Court Opinion

ID: 9715969
Source: CourtListenerOpinion
Date Created: 2023-08-26 06:21:40.785676+00
Date Added: 2024-06-11T18:23:40.257708
License: Public Domain

*1027MILLER, Judge,
concurring in part and dissenting in part.
I concur with the majority, except for the reversal of punitive damages. I disagree with the majority's conclusion that a reasonable trier of fact could not find punitive damages by clear and convincing evidence and that the evidence was insufficient to support the jury's award of such damages. I would affirm the judgment of the trial court in all respects.
Punitive damages are designed to punish the wrongdoer and deter similar conduct in the future. Peru Daily Tribune v. Shuler (1989), Ind.App., 544 N.E.2d 560. The majority finds that the jury could not have found any malice on Dr. Power's part except that resulting "from overzealousness or other noniniquitous human failing and that his actions were not so obdurate as to require punishment for the benefit of the general public." Op. at 1025. Iniquitous is defined by Webster's Third New International Dictionary 1168 (1976), as unjust, wicked, vicious. Presumably, a "noniniqui-tous human failing" would mean actions which are not unjust, not wicked and not vicious.
The jury was presented with the following evidence: William A. Powers, M.D., Chief of Staff and Medical Director of the Greene County Hospital, is held in high regard in the community. James Gasti-neau has cerebral palsy, complicated by damage in the removal of a brain tumor in his youth. He suffers from visible impediments in his speech, gait, balance, and vision. Despite his physical limitations, Gas-tineau attended Marian College in Indianapolis, graduating with majors in psychology, political science and completed 85 hours toward an MBA. Gastineau and Powers had been boyhood friends and Gas-tineau had, in the past, been Dr. Powers' patient. A jury could infer that Powers was aware of Gastineau's handicaps. Powers admitted that he knew some people equate the word "lunatic" with "insane" and he admitted that he had no basis for imputing any emotional or mental problems to Gastineau. |
The majority seems to base its reasons for reversing the punitive damage award on the fact that Dr. Powers said he had no ill will toward Gastineau; however, the jury was entitled to infer that Powers' actions spoke louder than words. Actual malice may often be thought of in terms of ill will, "but the essence of the concept is not the speaker's spite but his abuse of the privileged occasion by going beyond the seope of the purposes for which the privilege exists." Weenig v. Wood (1976), 169 Ind.App. 413, 349 N.E.2d 235, 249. The word 'malicious' means the absence of lawful excuse, unprivileged, not employed under cireumstances which excuse them. Id. In other words, malice is publishing matter with the knowledge that it is false or with reckless disregard as to whether it is false or not. Display Fixture Co. v. R.L. Hatcher, Inc. (1982), Ind.App., 438 N.E.2d 26.

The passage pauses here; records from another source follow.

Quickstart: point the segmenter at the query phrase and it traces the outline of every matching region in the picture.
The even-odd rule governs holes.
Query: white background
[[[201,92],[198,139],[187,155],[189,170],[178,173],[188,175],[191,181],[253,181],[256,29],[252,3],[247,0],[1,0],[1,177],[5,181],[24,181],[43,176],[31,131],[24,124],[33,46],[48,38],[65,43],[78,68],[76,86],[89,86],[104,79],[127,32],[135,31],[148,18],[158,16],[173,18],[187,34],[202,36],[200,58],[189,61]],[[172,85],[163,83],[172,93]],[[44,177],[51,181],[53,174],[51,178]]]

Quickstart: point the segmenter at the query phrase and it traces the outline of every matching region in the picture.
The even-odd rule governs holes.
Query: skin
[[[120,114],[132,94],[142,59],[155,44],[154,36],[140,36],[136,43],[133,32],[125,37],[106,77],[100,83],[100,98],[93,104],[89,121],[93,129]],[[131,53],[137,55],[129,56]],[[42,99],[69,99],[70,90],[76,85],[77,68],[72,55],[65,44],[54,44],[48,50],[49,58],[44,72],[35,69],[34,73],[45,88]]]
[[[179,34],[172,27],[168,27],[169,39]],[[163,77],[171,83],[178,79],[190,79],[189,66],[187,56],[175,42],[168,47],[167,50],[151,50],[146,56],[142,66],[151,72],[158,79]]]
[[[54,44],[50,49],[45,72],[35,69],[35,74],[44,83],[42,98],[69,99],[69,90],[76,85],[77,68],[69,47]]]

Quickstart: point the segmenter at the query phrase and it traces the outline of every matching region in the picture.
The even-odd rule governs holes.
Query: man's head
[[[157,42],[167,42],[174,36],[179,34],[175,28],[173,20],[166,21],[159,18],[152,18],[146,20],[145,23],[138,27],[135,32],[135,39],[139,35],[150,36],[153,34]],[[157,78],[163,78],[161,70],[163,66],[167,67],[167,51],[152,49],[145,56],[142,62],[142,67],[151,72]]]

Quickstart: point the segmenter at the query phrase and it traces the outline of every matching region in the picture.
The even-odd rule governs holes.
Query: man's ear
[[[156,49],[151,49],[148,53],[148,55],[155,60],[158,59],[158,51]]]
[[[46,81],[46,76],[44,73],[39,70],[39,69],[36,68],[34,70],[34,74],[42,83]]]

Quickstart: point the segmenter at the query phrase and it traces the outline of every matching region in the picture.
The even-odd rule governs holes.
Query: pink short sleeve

Apparently, Powers wrote the letters describing Gastineau as a "real lunatic" and a "first rate lunatic" in an attempt to influence the County Commissioners to fund Mrs. Powers' organization. A reasonable jury could have found-as this jury did-that his actions were more than negligent, more than merely overzealous and more than the result of a "noniniquitous" human failing, but instead his actions were an unnecessary, unjust, and vicious personal attack.
The jurors could have found that Dr. Powers abused his position of authority in the community by a personal attack on his former patient and former friend in an attempt to disparage the organization directed by Gastineau and to influence the commissioners to support his wife's organization. Dr. Powers could just as easily have influenced the commissioners by pointing out the merits of the GCARC or by citing specific reasons for his opinion that Gastineau's past activities indicated that he was "foolish." Under the circumstances, the jurors were entitled to find that labeling Gastineau a "first rate lunatic" was unnecessary, unjust and that such *1028conduct should be punished and deterred by the award of punitive damages.